En las Apple Store se puede hacer lo que uno quiera


En algún momento de sus vidas es probable que hayan escuchado la frase “El cliente siempre tiene la razón”. Si bien no estoy muy a favor de este dicho, porque básicamente tuve una época en mi vida trabajé del otro lado y tenía que darle la razón a los clientes (incluso aunque no la tuvieran), los de la Apple Store tienen la política de no decirles nada a las personas que están en ellas ya que, lógicamente son potenciales compradores.
Hemos viste, en más de una oportunidad, personas haciendo cosas extrañas en las tiendas de la compañía de Cupertino. De hecho hace poco hubo una especie de moda donde adolescentes iban, se filmaban bailando y después subían esos videos a YouTube. Muchos de ellos tuvieron sus 15 minutos de fama y lograron que unos cuantos millones de personas los vieran en la red social de Google.
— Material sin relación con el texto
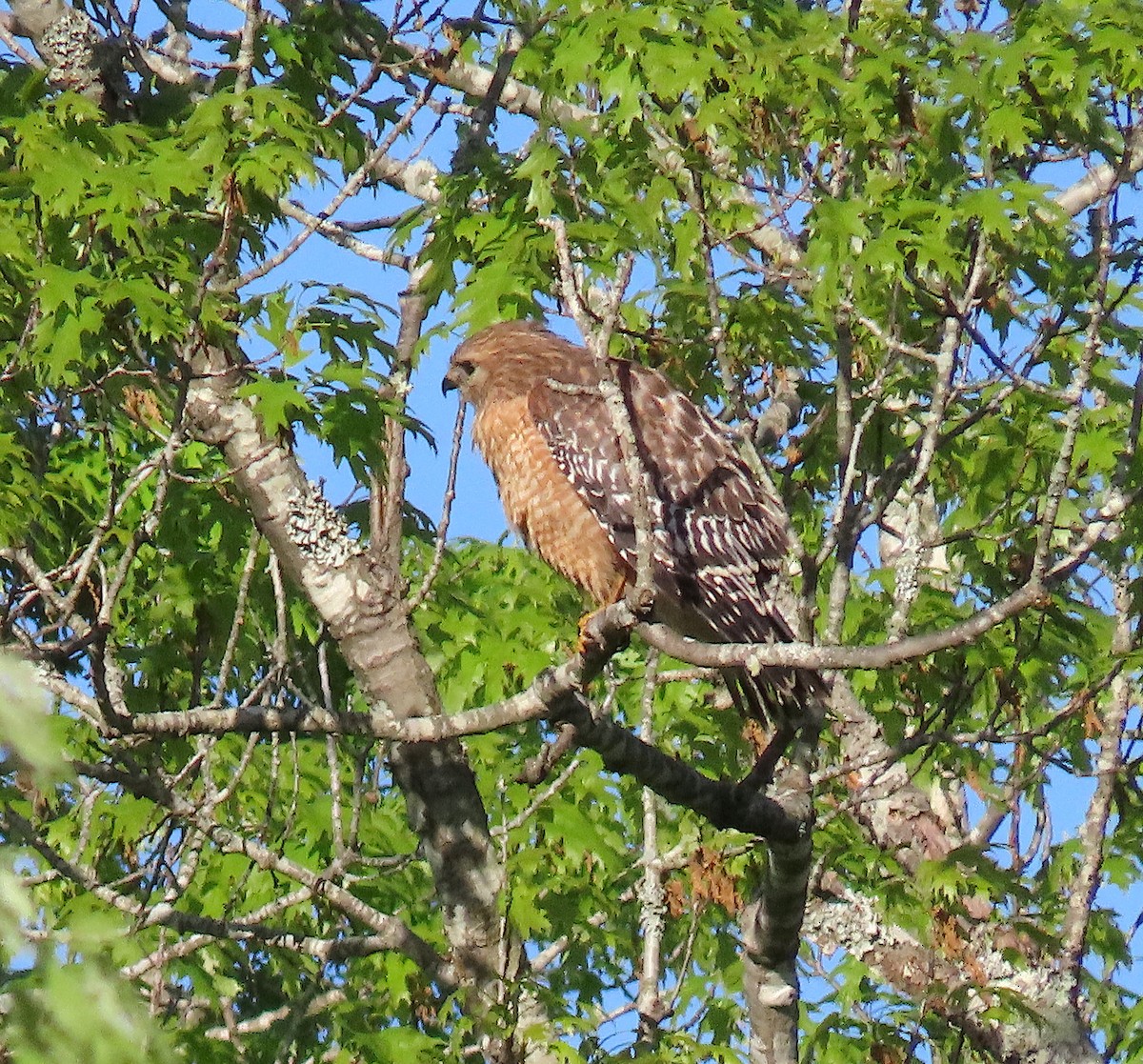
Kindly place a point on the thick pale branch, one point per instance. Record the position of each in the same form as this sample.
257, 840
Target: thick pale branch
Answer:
811, 656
En esta oportunidad Mark Malkoff, quien se hizo famoso por haber vivido en IKEA o haber tratado de visitar 171 Starbucks en New York en sólo un día, trató de llevar las cosas al límite y quiso ver si, en algún momento, le decían algo. El resultado es sorprendente. Pidió una pizza, tuvo una velada romántica y hasta llevó una cabra a una tienda de Apple y nadie le dijo absolutamente nada.